Northstar, California
A family of beginner or intermediate skiers might consider vacationing at Silver Star, British Columbia, Steamboat, Colorado, or Schweitzer, Idaho, but it can’t do better than Northstar, located an hour from Reno. The terrain is just as inviting, but the slopeside Village nails the details. It offers complimentary Radio Flyer-style wagons to help parents transport kids and mountains of gear over the snow. All on-mountain restaurants offer healthy meals clocking in at 500 calories or less. After skiing, you can roast S’mores over a fire in the center of the village, ice skate, or toss the kids on the trampoline. And it’s impossible to get lost in, or intimidated by, the 3,000 acres of mostly gentle groomers and glades.
The Canyons, Utah
Each of the eight resorts within an hour of Salt Lake City offers wonderfully light snow and sunny skies, but the massive Canyons, three miles outside Park City, is the best for most families. Stay at the slopeside Grand Summit Hotel, for example, and you’re just a few dozen feet from the overnight ski check, the swimming pool, and Canyon’s Kids, where junior can spend his savings in a ski store that caters just to him. Walk out the back door, ride the only heated-seat chairlift in North America, and you’re soon exploring the largest resort in Utah, with 4,000 acres of ridges and valleys. Because kids still have energy left over after a day of skiing, the resort hosts snow graffiti sessions, tug-of-war competitions, and demonstrations with hawks and other birds of prey.
Sundance, Utah
Robert Redford’s “resort” in secluded Provo Canyon, an hour southeast of Salt Lake City, is intimate, rustically styled, and family-friendly, especially if the “kids” in the family are old enough to be parents themselves. Four lifts offer just 450 acres of skiing, but the steep shots off the scenic summit appease any Downhill Racers, and liftlines are rare. At the base, wood cabins with open fire places nestle in the forest. A spa offers a classic array of massages and body treatments. Two restaurants serve some of the best food in Utah, from homemade sausage pizza to an elk loin with a huckleberry soubise. And an Art Shack offers daily classes in pottery, water color painting, photography, and more. Sundance feels like your family’s own luxurious ski hill.
Snowmass, Colorado
Jackson Hole might be more challenging and Whistler might be bigger, but everything at Snowmass, located just 20 minutes from the Aspen airport, is set up for the go-getter family. The Treehouse Kids’ ϳԹ Center, a 24,000-square-foot building at the base of the mountain, acts as mission control. Infants and toddlers can be left at the daycare facility with themed playrooms (fox den, miner’s cabin, etc.), while young skiers or boarders can rent equipment, check into classes, or head for the superpipe and three parks, which are arguably the best in America.
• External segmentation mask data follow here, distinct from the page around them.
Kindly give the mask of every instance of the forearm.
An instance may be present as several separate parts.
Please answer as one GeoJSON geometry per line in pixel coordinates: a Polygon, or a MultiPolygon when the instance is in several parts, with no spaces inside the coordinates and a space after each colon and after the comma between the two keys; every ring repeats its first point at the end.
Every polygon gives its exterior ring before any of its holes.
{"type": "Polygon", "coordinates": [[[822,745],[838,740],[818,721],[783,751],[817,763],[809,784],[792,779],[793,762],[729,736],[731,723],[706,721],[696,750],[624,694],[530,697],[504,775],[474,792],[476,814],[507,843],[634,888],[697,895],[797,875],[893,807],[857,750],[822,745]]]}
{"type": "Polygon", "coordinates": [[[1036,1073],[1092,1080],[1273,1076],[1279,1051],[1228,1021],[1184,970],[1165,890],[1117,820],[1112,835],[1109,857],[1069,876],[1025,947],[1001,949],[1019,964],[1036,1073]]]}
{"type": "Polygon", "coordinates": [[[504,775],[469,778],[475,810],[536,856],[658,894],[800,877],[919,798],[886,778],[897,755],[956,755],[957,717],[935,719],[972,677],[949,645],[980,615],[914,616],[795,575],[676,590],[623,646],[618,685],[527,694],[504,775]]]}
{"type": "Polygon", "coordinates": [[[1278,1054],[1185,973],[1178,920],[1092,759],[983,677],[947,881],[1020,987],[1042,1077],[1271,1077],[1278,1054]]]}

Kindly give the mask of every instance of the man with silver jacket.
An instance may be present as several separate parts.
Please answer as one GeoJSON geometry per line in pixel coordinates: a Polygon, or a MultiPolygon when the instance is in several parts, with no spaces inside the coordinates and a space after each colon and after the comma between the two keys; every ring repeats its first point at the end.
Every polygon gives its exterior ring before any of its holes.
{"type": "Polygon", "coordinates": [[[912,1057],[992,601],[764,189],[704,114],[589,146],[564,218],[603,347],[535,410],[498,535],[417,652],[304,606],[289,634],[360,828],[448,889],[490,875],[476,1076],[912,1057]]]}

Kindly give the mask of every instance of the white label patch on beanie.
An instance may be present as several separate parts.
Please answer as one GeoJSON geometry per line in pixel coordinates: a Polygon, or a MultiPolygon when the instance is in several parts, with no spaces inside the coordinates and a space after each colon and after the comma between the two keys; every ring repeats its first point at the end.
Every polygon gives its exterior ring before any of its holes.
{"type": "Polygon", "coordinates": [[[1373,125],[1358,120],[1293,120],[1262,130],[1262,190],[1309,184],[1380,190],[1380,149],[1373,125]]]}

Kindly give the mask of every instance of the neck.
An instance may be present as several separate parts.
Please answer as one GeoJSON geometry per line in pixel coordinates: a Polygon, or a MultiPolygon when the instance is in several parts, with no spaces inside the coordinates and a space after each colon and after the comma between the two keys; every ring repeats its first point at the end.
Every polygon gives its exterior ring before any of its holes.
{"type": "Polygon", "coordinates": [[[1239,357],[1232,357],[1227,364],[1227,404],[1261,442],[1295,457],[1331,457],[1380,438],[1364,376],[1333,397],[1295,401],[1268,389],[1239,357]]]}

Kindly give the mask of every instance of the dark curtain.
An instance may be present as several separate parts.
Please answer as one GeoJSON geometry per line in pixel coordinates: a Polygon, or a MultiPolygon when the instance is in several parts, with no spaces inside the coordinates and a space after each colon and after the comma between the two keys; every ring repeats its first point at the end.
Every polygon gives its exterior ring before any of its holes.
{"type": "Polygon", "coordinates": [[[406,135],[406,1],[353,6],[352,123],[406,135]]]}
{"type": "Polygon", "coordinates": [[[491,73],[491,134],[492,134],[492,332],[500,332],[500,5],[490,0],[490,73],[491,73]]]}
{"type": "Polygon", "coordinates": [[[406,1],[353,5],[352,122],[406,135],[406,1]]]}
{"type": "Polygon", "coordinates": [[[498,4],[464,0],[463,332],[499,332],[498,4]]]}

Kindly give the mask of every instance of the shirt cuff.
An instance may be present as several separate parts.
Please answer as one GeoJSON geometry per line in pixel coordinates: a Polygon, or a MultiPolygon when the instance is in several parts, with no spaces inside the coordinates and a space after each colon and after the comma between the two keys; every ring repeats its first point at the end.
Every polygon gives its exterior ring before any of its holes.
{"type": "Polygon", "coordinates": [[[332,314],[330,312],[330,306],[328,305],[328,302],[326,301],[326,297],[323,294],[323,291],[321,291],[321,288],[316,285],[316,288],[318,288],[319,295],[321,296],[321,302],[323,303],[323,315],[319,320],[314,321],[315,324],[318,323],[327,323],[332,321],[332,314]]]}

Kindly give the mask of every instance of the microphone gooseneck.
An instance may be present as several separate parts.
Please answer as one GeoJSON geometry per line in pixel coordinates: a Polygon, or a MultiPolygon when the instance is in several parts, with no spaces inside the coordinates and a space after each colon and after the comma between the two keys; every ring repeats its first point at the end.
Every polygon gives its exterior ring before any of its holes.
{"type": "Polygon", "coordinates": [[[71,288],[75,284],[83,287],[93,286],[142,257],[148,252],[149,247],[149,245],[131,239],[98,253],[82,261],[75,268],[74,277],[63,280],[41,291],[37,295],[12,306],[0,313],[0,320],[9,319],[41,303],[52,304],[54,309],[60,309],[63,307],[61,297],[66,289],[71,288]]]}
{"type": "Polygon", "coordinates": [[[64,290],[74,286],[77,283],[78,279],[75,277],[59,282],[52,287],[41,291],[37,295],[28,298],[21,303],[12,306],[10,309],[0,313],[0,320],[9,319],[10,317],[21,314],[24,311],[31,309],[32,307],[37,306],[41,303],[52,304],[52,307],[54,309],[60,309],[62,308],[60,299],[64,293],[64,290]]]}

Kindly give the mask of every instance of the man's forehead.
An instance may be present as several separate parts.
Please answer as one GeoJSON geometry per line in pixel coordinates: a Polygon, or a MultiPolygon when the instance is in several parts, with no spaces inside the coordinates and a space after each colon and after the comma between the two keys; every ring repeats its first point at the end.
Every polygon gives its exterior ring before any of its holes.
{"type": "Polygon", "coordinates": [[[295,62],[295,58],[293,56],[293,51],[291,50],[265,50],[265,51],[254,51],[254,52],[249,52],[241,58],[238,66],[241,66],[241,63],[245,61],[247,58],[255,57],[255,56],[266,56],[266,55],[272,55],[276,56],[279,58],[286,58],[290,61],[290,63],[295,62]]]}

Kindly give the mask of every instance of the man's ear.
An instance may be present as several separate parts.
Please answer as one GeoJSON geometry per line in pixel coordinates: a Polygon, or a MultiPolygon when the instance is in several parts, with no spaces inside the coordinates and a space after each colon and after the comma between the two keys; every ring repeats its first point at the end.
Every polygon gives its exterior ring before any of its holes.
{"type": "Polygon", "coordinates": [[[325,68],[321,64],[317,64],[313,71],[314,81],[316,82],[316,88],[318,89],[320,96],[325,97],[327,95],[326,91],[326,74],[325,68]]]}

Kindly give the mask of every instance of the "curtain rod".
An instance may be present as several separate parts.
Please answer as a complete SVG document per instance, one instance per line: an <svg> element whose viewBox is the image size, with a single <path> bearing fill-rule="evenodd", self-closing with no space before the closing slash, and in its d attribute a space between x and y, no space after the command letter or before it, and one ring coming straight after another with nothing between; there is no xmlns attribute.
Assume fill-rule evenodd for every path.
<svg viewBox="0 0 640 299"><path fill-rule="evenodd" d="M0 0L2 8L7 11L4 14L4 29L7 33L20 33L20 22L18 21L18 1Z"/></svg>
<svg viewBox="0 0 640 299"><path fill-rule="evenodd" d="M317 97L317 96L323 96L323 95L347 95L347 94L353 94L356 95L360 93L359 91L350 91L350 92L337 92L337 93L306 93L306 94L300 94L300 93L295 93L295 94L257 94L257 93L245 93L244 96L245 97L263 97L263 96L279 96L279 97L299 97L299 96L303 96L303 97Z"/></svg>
While half the resort is intermediate, parents who rip can head for the undersung chutes at the Cirque, a steep ridgeline near the summit. And if that isn’t enough, there’s of course Aspen and Aspen Highlands just up the valley.
Smuggler’s Notch, Vermont
Smuggs, as its known, is the family resort in the East because the resort treats kids like kings. Located 45 minutes from the Burlington airport, a large slopeside childcare center caters to infants and toddlers, with heated floors and age-specific playrooms. Kids as young as three learn to snowboard in a terrain park with mini half pipes and jumps designed in conjunction with experts from Burton Snowboards. Two teen centers—one for ages 13 to 15, the other for ages 16 and older—offer Xbox and Wii, ping pong and pool, WiFi and stereos. The seven lifts on three adjacent mountains won’t cause your heart to stop. Indeed, the “triple-black diamond” groomers might barely qualify as single-black diamonds in the West. But then Smuggs isn’t about just you.